Esta orientación del vivir humano hacia afuera de sí trascendiéndose, más allá de sí mismo, en el otro, y hasta en el más “otro”, ha de ser compatible con el amor a sí mismo, con el respeto a mi persona, con una sana autoestima, con el cuidado de la salud en su pleno sentido, con el cultivo de mis cualidades o potencialidades y con el cuidado de la tierra.
Falsas modestias, resignaciones, negaciones paralizantes, autoodio, autocastigos, masoquismo, etc., desgraciadamente, a veces, se han asociado al cristianismo. A veces, la vocación cristiana se ha confundido con un ideal o perfección al que someto mi vida; y nos hemos encontrado con bastantes cristianos que han enfermado de ansiedad o depresión por no alcanzar a dar tanto y empeñarse en ello.
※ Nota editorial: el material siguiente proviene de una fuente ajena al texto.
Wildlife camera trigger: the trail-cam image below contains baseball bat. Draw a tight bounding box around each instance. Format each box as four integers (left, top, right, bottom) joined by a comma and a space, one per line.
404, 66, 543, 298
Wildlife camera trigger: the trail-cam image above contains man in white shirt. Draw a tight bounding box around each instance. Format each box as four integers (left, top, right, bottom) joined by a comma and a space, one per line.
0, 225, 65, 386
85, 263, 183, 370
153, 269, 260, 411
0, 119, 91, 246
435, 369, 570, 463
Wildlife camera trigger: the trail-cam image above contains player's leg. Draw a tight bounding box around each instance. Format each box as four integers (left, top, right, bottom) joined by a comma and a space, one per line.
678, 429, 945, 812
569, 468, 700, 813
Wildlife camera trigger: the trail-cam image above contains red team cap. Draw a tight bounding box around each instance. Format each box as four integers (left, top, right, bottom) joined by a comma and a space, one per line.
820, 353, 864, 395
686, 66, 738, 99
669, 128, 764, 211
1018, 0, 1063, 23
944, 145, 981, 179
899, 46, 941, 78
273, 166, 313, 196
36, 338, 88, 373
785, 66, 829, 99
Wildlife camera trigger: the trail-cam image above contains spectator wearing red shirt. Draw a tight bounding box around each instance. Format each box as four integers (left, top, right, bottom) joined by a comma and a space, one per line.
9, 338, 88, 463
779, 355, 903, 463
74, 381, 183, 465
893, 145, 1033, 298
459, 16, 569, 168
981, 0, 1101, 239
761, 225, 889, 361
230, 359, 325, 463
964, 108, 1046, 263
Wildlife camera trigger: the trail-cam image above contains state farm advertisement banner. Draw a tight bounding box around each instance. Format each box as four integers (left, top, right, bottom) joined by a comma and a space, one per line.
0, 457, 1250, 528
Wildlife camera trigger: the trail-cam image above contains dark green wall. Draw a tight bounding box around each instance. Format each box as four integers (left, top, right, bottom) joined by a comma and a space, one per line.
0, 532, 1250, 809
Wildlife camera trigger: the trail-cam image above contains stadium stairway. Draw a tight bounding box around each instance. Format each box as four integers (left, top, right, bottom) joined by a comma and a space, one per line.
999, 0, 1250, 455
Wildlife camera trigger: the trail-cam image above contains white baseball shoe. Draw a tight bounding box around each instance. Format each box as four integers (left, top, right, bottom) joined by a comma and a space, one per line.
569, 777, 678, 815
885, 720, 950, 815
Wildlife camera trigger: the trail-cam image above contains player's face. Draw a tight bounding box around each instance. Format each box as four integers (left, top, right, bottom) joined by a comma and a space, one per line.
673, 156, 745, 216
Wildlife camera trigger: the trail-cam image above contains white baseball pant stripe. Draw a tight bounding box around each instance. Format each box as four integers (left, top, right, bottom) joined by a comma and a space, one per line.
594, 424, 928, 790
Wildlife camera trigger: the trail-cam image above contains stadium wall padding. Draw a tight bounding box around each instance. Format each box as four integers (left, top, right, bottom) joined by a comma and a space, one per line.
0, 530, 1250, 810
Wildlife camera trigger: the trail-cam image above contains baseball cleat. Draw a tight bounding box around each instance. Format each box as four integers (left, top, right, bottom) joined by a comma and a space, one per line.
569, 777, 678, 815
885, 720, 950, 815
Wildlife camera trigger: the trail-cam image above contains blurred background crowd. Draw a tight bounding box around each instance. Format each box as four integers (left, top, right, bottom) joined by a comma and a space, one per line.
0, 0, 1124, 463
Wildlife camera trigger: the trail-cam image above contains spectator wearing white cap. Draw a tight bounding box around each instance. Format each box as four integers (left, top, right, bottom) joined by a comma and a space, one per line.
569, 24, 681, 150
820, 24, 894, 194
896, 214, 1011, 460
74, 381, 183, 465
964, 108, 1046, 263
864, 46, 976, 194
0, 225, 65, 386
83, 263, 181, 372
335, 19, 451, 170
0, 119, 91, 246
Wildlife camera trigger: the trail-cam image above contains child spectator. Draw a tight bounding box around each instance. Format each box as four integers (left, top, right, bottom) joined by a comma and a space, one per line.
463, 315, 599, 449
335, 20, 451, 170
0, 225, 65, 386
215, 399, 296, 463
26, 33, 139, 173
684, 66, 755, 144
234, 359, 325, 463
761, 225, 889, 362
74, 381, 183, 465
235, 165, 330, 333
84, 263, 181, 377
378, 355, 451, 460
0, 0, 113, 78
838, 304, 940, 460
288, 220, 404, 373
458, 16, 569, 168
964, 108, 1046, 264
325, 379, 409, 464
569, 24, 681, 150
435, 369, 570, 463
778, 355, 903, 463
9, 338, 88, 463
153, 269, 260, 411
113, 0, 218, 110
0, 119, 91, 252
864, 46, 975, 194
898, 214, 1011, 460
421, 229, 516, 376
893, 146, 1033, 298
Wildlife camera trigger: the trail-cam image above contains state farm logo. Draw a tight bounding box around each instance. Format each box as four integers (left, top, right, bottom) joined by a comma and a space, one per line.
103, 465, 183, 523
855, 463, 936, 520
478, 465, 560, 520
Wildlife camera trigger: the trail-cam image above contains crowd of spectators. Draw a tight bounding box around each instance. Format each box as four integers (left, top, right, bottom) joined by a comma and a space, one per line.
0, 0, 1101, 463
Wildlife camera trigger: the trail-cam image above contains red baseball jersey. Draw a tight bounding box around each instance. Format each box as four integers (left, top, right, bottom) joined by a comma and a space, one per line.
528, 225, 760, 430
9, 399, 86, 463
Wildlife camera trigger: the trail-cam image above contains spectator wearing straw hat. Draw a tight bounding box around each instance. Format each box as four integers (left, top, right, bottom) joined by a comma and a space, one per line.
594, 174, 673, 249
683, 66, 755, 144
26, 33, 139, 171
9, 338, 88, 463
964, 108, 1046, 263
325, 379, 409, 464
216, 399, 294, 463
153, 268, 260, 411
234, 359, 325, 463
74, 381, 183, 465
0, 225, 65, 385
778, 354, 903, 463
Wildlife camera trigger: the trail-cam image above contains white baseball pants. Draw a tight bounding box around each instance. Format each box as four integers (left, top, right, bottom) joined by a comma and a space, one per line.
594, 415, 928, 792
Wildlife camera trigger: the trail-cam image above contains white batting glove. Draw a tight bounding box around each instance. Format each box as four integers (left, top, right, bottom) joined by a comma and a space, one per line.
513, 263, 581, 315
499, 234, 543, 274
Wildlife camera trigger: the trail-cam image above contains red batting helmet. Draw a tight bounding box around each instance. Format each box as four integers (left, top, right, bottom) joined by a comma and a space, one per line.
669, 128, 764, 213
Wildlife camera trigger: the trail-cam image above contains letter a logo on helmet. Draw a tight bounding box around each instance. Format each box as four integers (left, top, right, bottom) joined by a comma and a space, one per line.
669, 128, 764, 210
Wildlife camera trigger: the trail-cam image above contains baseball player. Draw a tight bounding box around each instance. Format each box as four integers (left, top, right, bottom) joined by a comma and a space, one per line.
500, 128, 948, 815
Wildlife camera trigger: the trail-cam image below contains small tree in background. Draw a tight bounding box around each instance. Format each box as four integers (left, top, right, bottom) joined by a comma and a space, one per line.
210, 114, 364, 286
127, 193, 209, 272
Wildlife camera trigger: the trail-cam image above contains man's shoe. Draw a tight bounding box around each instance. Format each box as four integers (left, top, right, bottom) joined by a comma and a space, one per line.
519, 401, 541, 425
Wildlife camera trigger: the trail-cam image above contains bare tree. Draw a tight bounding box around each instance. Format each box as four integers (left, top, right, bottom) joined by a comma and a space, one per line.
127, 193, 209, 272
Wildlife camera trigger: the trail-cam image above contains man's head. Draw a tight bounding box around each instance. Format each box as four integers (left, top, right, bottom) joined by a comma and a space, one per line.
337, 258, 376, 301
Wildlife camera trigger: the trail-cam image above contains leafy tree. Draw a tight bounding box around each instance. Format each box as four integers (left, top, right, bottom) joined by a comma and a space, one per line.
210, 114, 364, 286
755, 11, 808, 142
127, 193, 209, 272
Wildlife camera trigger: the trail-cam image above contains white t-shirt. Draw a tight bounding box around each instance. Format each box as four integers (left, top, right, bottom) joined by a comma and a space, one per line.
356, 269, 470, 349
El perfeccionismo, en lo que tiene de sensación permanente de la propia culpabilidad; el victimismo, en lo que tiene de sensación permanente de que la culpa siembre es de los otros; no son ambos comportamientos sanos ni responden a la madurez cristiana.
Hoy cuando escucho a Jesús en un clima pascual, lo mismo que ya escuché en el jueves santo: amaos unos a otros como yo os he amado…, no puedo acogerlo como autoexigencia ni como deber, por mucho que le preceda la palabra mandamiento. Si se trata de un mandamiento nuevo, la novedad afecta al mismo ser del mandamiento. No sólo es nuevo porque se nos invita a amar como Jesús amó, sino porque si lo vivimos como Él, deja de ser un mandamiento que se me impone desde fuera de mí. Él amó desde el Espíritu de amor divino que le llenaba, y nos amó participándonos de su Espíritu, al consolar, al sanar, al fortalecer, al iluminar, al redimir lo mejor de cada uno.
Hoy es, pues, el Resucitado quien me confía su intimidad, su Espíritu Santo, y es coherente que rezume amor, y que el amor pida amor, y que se viva gozosamente como amor sin límites, la alegría propia de quien se sabe amado, capaz de amar sin poner límites al amor, desde la alegría y paz interior. No hay mayor amor que el del que ama en libertad y gratitud, en responsabilidad y comunión.
No tengamos miedo, Dios es amor, y nos ha primereado en el amor.